何家天说得真真切切,两行清泪就这么顺着脸颊滑下来,半晌,耳边传来一阵幽幽的叹息,何家天只感觉耳边一冷,脚下的路顿时明朗了。
消失的人慢慢地浮现在前面,何家天不知何时远远地落在了队伍的最后面,大家也没发觉他不见了,何家天迈着沉重的步伐费力的追上他们,耳边轻不可闻的苍老的声音稍纵即逝,“我只是想在投胎前,与我的儿子多待会罢了。”
过了许久,何家的祖坟到了,前面的队伍停了下来,薄绎俯身轻轻将香炉放在墓碑前,然后站起身等着何家天,别人不知道发生了什么事,他却是一清二楚。
何家天刚气喘吁吁的在祖坟前站住了脚,三根香就蓦地燃烧起来,何家天的背上蓦地一轻,他心里清楚老太太到底有多疼爱自己。
何家天将稻草人烧掉之后,诚心诚意的烧了三柱香,跪在坟前重重的磕了三个响头,“娘,儿子明天就带您的宝贝孙子来看您。”
他媳妇和老板娘也都跪下,分别举着三根香拜了三下。
薄绎对后面的一群人说道,“走吧,可以先回去了。”
……
隔天,何家天果然带着小幺儿去祭拜他奶奶,小幺儿不再哭闹,他把失而复得的陀螺埋在周围的地下,代替自己陪伴奶奶。

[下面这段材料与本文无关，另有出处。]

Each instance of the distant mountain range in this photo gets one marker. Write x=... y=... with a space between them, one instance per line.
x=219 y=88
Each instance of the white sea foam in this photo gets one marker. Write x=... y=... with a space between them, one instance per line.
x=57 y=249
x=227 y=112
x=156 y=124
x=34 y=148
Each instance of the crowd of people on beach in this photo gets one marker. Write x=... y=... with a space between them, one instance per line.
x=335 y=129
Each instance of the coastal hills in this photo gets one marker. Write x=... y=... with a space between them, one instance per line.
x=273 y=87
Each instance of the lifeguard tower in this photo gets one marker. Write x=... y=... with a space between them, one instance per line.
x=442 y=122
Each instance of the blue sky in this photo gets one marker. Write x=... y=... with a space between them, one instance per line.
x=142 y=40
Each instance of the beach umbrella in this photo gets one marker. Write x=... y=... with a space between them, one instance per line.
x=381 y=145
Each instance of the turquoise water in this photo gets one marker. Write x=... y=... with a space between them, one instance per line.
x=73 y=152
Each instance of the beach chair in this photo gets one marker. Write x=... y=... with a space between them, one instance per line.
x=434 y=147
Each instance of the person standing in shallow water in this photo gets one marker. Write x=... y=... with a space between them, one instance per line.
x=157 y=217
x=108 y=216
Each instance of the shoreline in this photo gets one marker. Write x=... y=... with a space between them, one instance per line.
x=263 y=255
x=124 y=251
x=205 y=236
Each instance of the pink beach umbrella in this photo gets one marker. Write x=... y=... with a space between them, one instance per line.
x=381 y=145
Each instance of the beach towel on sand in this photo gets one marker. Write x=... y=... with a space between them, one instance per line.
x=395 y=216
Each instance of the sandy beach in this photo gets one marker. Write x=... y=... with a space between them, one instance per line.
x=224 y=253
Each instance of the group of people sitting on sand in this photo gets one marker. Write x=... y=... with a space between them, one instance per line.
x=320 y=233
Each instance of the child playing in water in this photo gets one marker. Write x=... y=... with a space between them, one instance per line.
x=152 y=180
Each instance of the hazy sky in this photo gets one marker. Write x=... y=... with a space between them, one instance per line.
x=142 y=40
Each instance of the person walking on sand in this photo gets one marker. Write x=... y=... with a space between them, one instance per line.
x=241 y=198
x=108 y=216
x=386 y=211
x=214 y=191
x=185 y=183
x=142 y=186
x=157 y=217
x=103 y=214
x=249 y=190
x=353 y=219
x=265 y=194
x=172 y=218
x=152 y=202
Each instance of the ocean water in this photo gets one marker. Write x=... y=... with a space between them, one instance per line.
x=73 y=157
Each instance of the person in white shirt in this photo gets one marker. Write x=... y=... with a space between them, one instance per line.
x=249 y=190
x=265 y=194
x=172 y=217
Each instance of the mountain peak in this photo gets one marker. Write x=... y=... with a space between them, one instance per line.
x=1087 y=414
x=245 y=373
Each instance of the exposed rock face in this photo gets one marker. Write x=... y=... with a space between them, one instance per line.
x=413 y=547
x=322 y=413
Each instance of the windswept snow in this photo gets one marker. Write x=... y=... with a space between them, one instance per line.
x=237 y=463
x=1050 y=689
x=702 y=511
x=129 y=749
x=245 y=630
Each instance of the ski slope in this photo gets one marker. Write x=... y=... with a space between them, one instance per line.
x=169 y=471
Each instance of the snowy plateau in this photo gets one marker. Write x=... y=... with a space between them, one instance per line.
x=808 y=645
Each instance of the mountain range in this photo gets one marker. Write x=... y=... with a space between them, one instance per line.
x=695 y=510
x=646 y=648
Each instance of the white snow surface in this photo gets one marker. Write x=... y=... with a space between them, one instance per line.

在墓碑前,他们仿佛看到一个陀螺在欢快地旋转,永不停歇。
☆、堂兄薄旌
俩人等了五天,终于等到了薄绎联系的人。
这天,村里驶进一辆军绿色的轻型越野车,停在民宿的门口,车门打开,从车上下来两个人,一男一女。
刚下车,牧小沐就迫不及待往里走,薄旌慢吞吞地跟在后面。
“你看我穿这样去见薄绎,好看吗?”薄旌双手拉了拉衣服的下摆,满怀期待地问道。
牧小沐头也不回,不厌其烦地开口敷衍道,“好看好看。”
“骗人,你都没回头看。”薄旌瘪着嘴,语气有些委屈。
听到这句话的牧小沐收回刚要踏进门槛的右脚,她转身,认真的目光在薄旌的身上巡视了几个来回,梳的一丝不苟的头发,一身剪裁得当,笔挺有致的黑色西装,一双光滑油亮的黑色皮鞋,只不过成熟的装扮却配了张稚气未脱的娃娃脸。
牧小沐深吸一口气,再缓缓吐出来,“这个问题你在来的路上问了我几次了?你这身完美的装扮我都欣赏过几次了?我跟你待在一起这三天,你每隔五到十分钟就问我一次,我晚上好不容易能睡会儿,你非要把我叫醒,你说我哪次是说不好看的?”
“我只是有点紧张。”薄旌有些心虚地逃避着她的目光。
牧小沐没好气地说,“拜托,你这可不是单纯的有点紧张,而是过度焦虑,你说见个薄绎,至于吗?”
薄旌眯起眼睛看她,“你以前去见薄绎之前,不也是盛装打扮?”
牧小沐理直气壮,“不一样,我是女生。”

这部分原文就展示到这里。